Each year, the stores are packed with crowds looking to save some money and bring home gifts at the lowest prices possible. If you have ever wondered why it is called Black Friday or how this tradition started, read on to learn more about the history of retail's biggest day of the year.
Did you know why it is Called "Black Friday"?
Interestingly enough, there are two ways that this shoppers holiday got it's name. At the very beginning of the tradition, people we so eager for deals that they swarmed the shopping centers. This resulted in traffic accidents and other unfortunate altercations amongst the crowds. Back in 1966, the Philadelphia Police Department coined the term "Black Friday" to describe this phenomenon.
The other meaning of the term came later and gets its origins from an accounting term to mean profit for the retailers. Where as being "in the red" indicates a loss, being "in the black" means profits.
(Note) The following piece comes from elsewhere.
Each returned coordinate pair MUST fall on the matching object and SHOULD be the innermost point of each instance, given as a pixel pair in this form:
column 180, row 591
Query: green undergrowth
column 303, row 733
As the popularity of these sales caught on, retailers could expect a very profitable day on the Friday after Thanksgiving.
Black Friday has marked the beginning of the Holiday shopping season since the first Macy's Thanksgiving Day Parade in 1924,. Before it was known by what we call it now, it was simply "After Thanksgiving Sales". Then as now it was one of the single busiest days of the year. During the Great Depression, President Roosevelt changed the date of Thanksgiving to a week earlier so that merchants could have more shopping days in the season in which to sell their wares.
These days, Black Friday has become so popular with shoppers that many larger retailers open their doors as early as Midnight on Thanksgiving in order to get the most hours out of the day.